Genre: Fighting Developer: AM2 Publisher: Sega of America Players: 1-2 Released: 1995

I will never be able to forget the first time I saw Virtua Fighter in the arcade; it took my breath away. The cabinet was HUGE and always full with people, so much so that I hardly got to play it. SEGA managed to port this popular fighting game to this doomed console, but is it worth putting those damned metal clips on your Genesis again? Maybe…

As with all one-on-one fighters, the objective of the game is to beat the hell out of your opponents into submission with style until you reach the last fight, and then beat the hell out of that thing as well. But Virtua Fighter has a different element. The “ring” is just how you’d think it should be: if you fall out, you lose, if your opponent does, do I even need to explain?

Ok, so the amazing (for their time) polygonal fighters of the Virtua Fighter arcade game were going to be a match for any console, and the Mushroom-that-Could, the 32X, tries very hard. There had to be certain changes; much of the shading has been lost, and the backgrounds look even flatter than they did in the arcade version. Having said that, what has been sacrificed has in turn left the best parts intact. The characters move along at a very fluid pace, and all their individual frames of animation seem to have been retained. The animations on the faces of the characters at the character selection screen have also, thankfully, been retained. So the big creepy grins and raised eyebrows as you select each character are all there for you to enjoy.

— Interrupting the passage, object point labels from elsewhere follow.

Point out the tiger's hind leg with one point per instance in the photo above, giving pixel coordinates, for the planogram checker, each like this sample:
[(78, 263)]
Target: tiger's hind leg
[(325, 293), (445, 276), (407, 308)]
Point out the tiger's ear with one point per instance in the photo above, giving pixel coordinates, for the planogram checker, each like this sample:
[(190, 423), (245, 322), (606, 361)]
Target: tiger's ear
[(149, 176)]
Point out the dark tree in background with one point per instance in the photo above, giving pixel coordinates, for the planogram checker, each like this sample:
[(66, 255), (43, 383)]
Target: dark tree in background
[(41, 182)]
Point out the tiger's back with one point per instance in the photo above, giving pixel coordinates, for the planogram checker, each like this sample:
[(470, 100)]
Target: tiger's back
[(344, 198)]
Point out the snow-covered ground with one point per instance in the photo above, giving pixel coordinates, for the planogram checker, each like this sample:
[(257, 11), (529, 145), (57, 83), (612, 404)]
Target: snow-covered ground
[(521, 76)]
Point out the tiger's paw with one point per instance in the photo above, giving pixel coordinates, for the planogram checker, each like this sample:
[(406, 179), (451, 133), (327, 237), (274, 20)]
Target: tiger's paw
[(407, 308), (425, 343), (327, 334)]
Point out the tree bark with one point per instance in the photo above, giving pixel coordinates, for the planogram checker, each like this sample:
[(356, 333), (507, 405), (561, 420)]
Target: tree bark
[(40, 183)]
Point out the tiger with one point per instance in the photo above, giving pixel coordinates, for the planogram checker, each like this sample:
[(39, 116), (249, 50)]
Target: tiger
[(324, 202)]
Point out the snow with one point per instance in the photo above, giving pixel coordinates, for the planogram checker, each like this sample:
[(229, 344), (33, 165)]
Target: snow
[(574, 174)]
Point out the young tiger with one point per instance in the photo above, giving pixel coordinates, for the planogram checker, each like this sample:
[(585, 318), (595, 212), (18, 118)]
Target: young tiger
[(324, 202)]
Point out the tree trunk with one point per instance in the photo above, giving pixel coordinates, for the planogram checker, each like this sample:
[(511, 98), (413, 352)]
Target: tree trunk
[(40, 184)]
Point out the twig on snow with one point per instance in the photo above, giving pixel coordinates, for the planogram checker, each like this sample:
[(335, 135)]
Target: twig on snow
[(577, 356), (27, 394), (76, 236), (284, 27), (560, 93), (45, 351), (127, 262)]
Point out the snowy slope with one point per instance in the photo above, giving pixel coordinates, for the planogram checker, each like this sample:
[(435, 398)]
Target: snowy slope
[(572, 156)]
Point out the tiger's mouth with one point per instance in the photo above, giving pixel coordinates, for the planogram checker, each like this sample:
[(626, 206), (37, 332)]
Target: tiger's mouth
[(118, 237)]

The sound is a mixed bag. The arcade sounds have been reproduced well enough, but are far from flawless. All the grunts and screams, and that wicked sound that you make as you do a three-punch-and-spinning-roundhouse-kick combo is still there, and the somewhat catchy music is all there too.

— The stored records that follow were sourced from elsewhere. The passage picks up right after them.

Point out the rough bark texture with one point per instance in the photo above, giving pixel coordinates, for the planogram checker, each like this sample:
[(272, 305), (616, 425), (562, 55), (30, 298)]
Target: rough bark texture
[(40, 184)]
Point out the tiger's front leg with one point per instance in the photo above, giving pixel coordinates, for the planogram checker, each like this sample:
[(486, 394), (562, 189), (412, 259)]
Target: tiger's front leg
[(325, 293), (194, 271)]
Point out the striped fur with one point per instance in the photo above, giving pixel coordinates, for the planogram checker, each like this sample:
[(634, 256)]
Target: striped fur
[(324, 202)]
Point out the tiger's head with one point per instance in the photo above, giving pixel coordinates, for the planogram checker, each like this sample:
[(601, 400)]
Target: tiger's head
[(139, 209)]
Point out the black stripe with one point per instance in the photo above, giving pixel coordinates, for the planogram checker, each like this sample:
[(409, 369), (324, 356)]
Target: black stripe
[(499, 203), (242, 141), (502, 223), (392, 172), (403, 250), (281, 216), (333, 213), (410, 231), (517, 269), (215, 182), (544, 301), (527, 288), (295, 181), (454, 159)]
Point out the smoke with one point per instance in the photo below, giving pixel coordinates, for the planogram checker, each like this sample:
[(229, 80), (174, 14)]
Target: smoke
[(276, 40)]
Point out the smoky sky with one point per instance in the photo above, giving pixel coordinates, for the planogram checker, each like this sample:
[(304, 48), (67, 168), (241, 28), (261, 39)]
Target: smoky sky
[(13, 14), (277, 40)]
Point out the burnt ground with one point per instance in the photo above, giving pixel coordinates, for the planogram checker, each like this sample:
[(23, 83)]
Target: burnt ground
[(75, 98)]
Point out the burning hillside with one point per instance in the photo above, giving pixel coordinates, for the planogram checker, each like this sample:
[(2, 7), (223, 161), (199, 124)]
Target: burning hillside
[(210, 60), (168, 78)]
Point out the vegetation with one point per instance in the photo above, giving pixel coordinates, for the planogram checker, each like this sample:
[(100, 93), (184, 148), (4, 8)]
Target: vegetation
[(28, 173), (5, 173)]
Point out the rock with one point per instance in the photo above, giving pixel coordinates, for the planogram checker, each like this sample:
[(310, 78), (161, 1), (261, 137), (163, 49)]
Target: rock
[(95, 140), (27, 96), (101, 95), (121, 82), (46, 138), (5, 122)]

Virtua Fighter remains a three dimensional fighter, and therein lies one of its greatest strengths. It revolutionized the fighting game scene when it hit the arcades, and all those great features are present in the 32X version. For example, you can adjust the ring-size! With eight characters to choose from, each of whom is largely based on the same character model, but has some cool moves that differentiate them from the others, you have scope to find one or two that best suit your playing style. I have read online guides that say that there are HUNDREDS of moves per character, and while I’m sure that’s true, I feel that the average player will only master about eight or so per character, and use those at the expense of all others.

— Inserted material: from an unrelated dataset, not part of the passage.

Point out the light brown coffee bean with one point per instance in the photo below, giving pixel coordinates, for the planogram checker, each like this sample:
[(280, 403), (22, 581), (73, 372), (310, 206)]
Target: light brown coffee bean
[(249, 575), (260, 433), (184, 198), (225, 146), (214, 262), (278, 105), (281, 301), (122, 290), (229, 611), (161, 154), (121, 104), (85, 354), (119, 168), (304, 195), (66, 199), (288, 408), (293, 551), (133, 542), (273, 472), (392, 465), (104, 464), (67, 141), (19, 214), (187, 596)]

The control is very faithful to the arcade original, and the really ANNOYING “space jumping” that ticked me off about the arcade original is also here. You jump and your character seems to float across the screen not only INSANELY high up in the sky, but also really really slowly. It’s like The Matrix or something. Plus, the majority of your character’s attacks don’t seem to be that easy to pull off in the air; they seem to wait for dramatic effect until they are about to land before going into that drop kick you wanted them to pull out about fifteen seconds ago. When you’re on the ground, however, the action is really intense. Awesome combinations of punches and kicks, spinning kicks, leg sweeps and so on can be pulled off with just a minimal amount of button taps.

The replay value of this title will be higher if you get friends to come over to play. However, for all the work they did in porting it over to the 32X, there really is one other version of this title that compares to the arcade original (Saturn). For what you’re getting it’s worth what it should cost you (at most $15). It’s a fair rendition of the arcade, and is definitely playable. It is not arcade-perfect, but I don’t believe any of the home consoles available at the time this game out for would have been able to do any better than the 32X. It’s not the arcade-perfect port I had hoped for, but I don’t think it was a waste of money at all. If you have a Saturn than that version may be the way to go, since it is VERY CLOSE to being arcade-perfect. If you’re a Virtua Fighter fan or own the 32X then get this! It’s a very good game, and for one of the first 3D fighters to be released on a home console, it’s a very impressive effort, but it won’t make the world stop turning.